Battling his boredom, Leonhard Meir had started to take much more notice of his surroundings and discovered that the northern suburb of Lübars, where he was being kept along with his elderly acquaintances, could actually take on the air of a rural village, its crossed wooden gateposts and ornamental fences reminding Meir of his country childhood.

Perhaps it was the air, the pervasive smell of stored hay in the farms all about the city, with the soft tones of autumn, that reminded him of another age. If you ignored the jets— the two elderly couples seemed to have no trouble doing this — you could even delude yourself at times that you were on a farm.

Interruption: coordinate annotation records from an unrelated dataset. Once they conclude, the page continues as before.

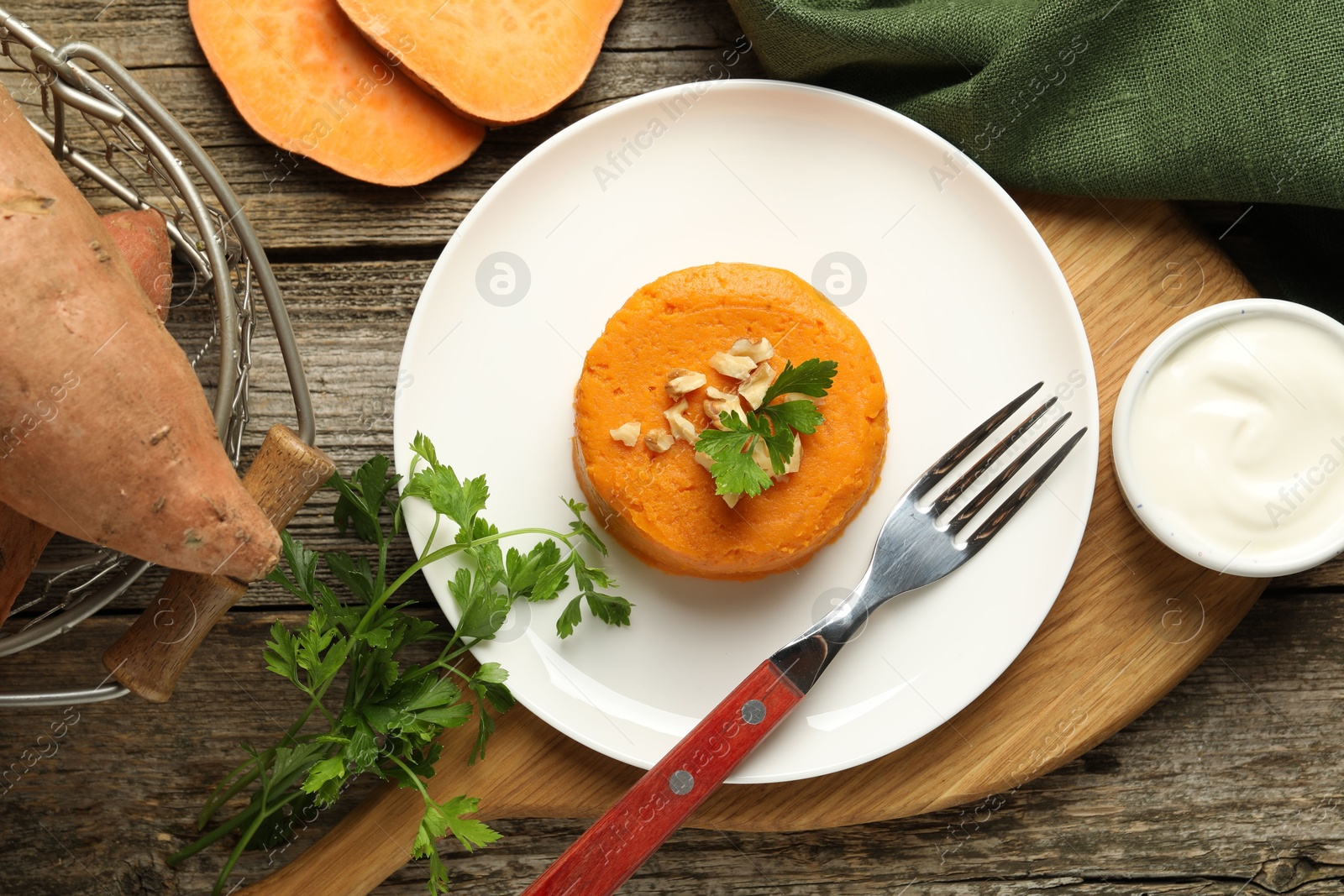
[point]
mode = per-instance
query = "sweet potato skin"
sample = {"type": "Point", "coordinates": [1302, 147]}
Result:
{"type": "Point", "coordinates": [304, 78]}
{"type": "Point", "coordinates": [105, 432]}
{"type": "Point", "coordinates": [143, 239]}
{"type": "Point", "coordinates": [491, 62]}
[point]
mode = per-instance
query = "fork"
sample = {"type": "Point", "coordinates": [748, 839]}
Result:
{"type": "Point", "coordinates": [913, 550]}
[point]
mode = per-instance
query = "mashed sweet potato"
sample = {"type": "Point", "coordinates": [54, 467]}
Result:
{"type": "Point", "coordinates": [663, 506]}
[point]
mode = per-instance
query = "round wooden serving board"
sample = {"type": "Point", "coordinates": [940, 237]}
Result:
{"type": "Point", "coordinates": [1132, 621]}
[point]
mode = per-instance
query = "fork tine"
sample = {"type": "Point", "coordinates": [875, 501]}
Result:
{"type": "Point", "coordinates": [987, 495]}
{"type": "Point", "coordinates": [1014, 503]}
{"type": "Point", "coordinates": [965, 446]}
{"type": "Point", "coordinates": [956, 490]}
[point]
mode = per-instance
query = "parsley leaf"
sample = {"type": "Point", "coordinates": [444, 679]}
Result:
{"type": "Point", "coordinates": [811, 378]}
{"type": "Point", "coordinates": [773, 426]}
{"type": "Point", "coordinates": [391, 716]}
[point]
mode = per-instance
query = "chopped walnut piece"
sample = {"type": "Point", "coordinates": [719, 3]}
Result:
{"type": "Point", "coordinates": [683, 382]}
{"type": "Point", "coordinates": [628, 432]}
{"type": "Point", "coordinates": [659, 441]}
{"type": "Point", "coordinates": [682, 427]}
{"type": "Point", "coordinates": [730, 403]}
{"type": "Point", "coordinates": [736, 365]}
{"type": "Point", "coordinates": [757, 385]}
{"type": "Point", "coordinates": [757, 349]}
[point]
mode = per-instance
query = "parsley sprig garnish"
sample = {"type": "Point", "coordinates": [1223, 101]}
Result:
{"type": "Point", "coordinates": [734, 470]}
{"type": "Point", "coordinates": [390, 718]}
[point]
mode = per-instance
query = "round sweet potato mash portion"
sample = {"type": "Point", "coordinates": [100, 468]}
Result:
{"type": "Point", "coordinates": [663, 506]}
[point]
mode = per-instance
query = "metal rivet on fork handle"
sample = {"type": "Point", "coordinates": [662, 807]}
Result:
{"type": "Point", "coordinates": [682, 782]}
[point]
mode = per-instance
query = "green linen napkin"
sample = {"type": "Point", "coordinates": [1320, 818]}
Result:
{"type": "Point", "coordinates": [1234, 100]}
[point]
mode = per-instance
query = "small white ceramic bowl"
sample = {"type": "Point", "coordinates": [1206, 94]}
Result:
{"type": "Point", "coordinates": [1167, 528]}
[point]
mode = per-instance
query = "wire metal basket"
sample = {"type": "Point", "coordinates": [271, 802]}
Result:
{"type": "Point", "coordinates": [116, 137]}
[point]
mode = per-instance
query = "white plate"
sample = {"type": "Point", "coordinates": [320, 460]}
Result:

At first Leonhard felt ashamed because the older people seemed more able to stand the strain of not knowing what was going to happen. Even the old man who had panicked in the car and had not wanted to return to the city now seemed calmer than he. But what Leonhard Meir didn’t realize was that the old peoples’ hearing had deteriorated to the point that they simply didn’t hear many of the jets. Even so, Meir saw things were changing; morale began slipping rapidly in proportion to the depletion of their canned food stocks and the introduction of severe rationing, all farms’ produce being claimed by the Russian authorities. For a while, supplies of canned goods had held out, and the fall having been reasonably mild to this point meant that some of the late vegetables were also available, though these, too, very quickly ran out. Still, for a time, the Berliners’ renowned sense of humor, never entirely understood by most other Germans, who had never lived surrounded in a Communist sea, had held. Then, when all reserves were gone, shops looted, the sense of humor began to wane — even around the outer suburbs such as Lübars, closer to farms than the inner suburbs. It became evident that “old” Berliners, especially those who had lived in what had once been the old, Western sector, were expendable.

It was on a Friday morning, one of the old men complaining again about how they had become prisoners in their own apartment, that Leonhard first sensed a resentment of his presence. Once grateful to him for trying to get them out of Berlin, the two couples now saw him as merely another mouth to feed.

Going for a walk to let things cool off a little, Meir pondered how long it would be, if ever, before he’d have any knowledge of his wife, daughter, and grandchildren, let alone his son, who had been stationed at Fulda. But he was determined not to let the depression overwhelm him, always telling himself that tomorrow would see some small improvement. Surely the war couldn’t last much longer. All the experts had said that another war couldn’t last very long. Just as they had told the world Adolf Schicklgruber wouldn’t last long.

Meir heard the village clock strike noon and set his watch ten minutes ahead, an old habit he’d developed on his shoe salesman’s route to make sure he was never late for appointments.

At that moment a squadron of twenty-four British Canberra Mk-8 bombers were taking off from Greenham Common in southern England, their yellow lightning flash insignias either side of the RAF’s blue-circled red bull’s-eye streaked with water from a passing shower. Their target was Berlin.

MiG fighters scrambled in northern Holland, flying out over the hook high above the North Sea.

Seeing the blips of ten MiGs fifty miles east of him, the squadron leader of the twenty-six Canberra bombers crossing the North Sea called for interceptor assist. This wasn’t necessary, however, as RAF ground radar on England’s south coast had already dispatched six aquamarine, bullet-nosed “Tigers” out over East Anglia into a fish-scaled sky to do battle with the MiGs. The Canberras’ commander looked out across his bomber’s wide, stubby-looking wings and, seeing heavy cloud cover over Holland, instructed his pilots that the squadron would detour farther south, below the hook of Holland, which arced like a left-handed scythe toward Germany, then go in for the attack south of Hannover. The Canberras’ navigators recalculated, under instructions from the wing commander to use Magdeburg, twenty-three miles east of the old West/East German line, as the IAP, initial aiming point, for the bombing run on Berlin.